Every time you receive an email, your customers expect a reply.
Every time you receive a comment on your Facebook page, your customers expect a response.
As a small business owner, you’ve got to find a way to manage their expectations while still being able to manage your business.
You can’t just spend all of your time answering the phone—you still need to deliver outstanding customer service, make the best use of your time, and sell-sell-sell!
When it comes to managing expectations, a little effort will definitely go a long way. In fact, it’s one of the easiest and most effective ways to avoid frustrating your customers.
1. Identify key priorities
Choose what’s important and what isn’t. You definitely want to respond to your customers in a timely manner, but you also can’t let phone calls and emails consume your entire day—especially when you’re short staffed.
Make sure you’re able to support your vendors, strategic partners, and those you do business with and that you’re able to carve out some time to focus on the real differentiator for your business (ie baking bread). Instead of sitting by the phone or monitoring your inbox, find some time to check in and respond throughout the day.
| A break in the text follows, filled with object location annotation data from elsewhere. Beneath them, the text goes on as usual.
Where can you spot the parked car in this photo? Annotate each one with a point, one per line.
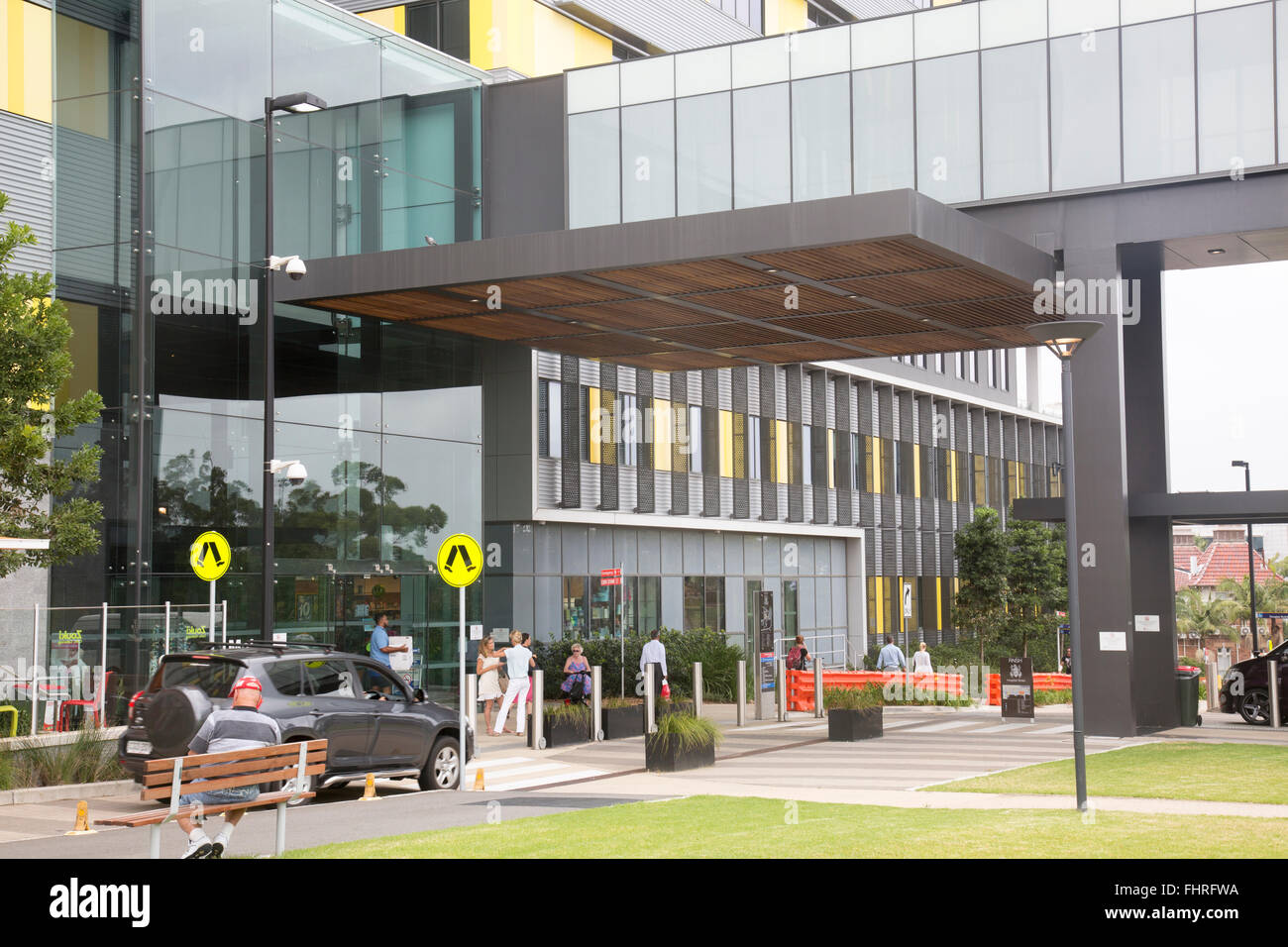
(1245, 686)
(372, 720)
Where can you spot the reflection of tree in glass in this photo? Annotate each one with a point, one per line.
(204, 496)
(351, 522)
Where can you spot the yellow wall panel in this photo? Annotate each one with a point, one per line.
(393, 18)
(785, 16)
(26, 69)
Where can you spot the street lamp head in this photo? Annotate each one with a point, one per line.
(297, 102)
(1063, 338)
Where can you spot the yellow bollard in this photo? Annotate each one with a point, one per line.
(81, 826)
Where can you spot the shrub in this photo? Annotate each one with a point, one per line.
(690, 731)
(853, 697)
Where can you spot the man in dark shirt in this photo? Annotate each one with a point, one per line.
(241, 727)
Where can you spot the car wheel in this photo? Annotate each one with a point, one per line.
(443, 770)
(1254, 707)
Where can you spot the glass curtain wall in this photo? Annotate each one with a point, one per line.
(160, 201)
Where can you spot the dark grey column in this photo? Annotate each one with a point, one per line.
(608, 437)
(742, 446)
(768, 412)
(818, 444)
(709, 442)
(570, 414)
(1104, 567)
(845, 484)
(795, 463)
(1153, 589)
(681, 450)
(645, 480)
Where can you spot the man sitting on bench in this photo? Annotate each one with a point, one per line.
(241, 727)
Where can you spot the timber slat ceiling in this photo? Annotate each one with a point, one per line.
(846, 300)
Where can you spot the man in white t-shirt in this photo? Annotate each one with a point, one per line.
(518, 661)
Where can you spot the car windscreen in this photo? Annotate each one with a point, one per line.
(214, 677)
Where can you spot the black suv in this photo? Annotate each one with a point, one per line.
(372, 722)
(1245, 686)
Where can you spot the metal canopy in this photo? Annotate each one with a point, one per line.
(848, 277)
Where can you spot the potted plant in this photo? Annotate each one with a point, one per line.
(621, 718)
(853, 712)
(682, 741)
(563, 724)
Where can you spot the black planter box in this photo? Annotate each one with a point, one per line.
(665, 707)
(662, 754)
(622, 722)
(849, 725)
(561, 732)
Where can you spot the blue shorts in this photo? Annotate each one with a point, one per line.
(236, 793)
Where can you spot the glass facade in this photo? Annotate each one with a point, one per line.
(967, 102)
(159, 252)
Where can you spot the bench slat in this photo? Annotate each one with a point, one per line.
(166, 764)
(150, 818)
(215, 770)
(191, 787)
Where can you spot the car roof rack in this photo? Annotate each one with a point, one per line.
(259, 644)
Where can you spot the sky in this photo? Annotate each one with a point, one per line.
(1227, 346)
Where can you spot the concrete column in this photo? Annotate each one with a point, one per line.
(1100, 450)
(1150, 540)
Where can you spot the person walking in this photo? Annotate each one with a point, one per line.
(921, 661)
(487, 667)
(241, 727)
(892, 657)
(653, 654)
(518, 661)
(380, 646)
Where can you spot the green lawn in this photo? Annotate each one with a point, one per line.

2. Establish rules of engagement
Managing customer expectations means you’ve got to establish rules for engagement that clearly define how and when you’re going to follow up as well as why there might be any possible delays.
If you’re a baker and you never answer the phone in the morning because you’re busy baking bread, that’s something you need to communicate in your voicemail message. You can’t assume your customers will automatically know that’s what you’re doing. By not answering, they might think you’re closed or that you are blowing them off when you’re actually busy crafting delicious treats.
3. Communicate expectations with your customers
Most brick and mortar businesses post their hours of operation on their front door. Yet, when it comes to other forms of communication, they don’t always follow suit.
If you’re going to be away from the office for the rest of the afternoon, set your e-mail out-of-office greeting and update your voicemail message accordingly. Doing so only takes a few minutes, and can avoid a lot of unnecessary headaches and frustrated customers.
Personally, I know it can make a big difference. I was having a conversation with a graphic designer colleague a few days ago and she ended by communicating expectations on when she would follow and I have to tell you, it was amazingly refreshing. I didn’t have to ask, probe, or pry—she offered it up and I really appreciated it.
How do you manage customer expectations?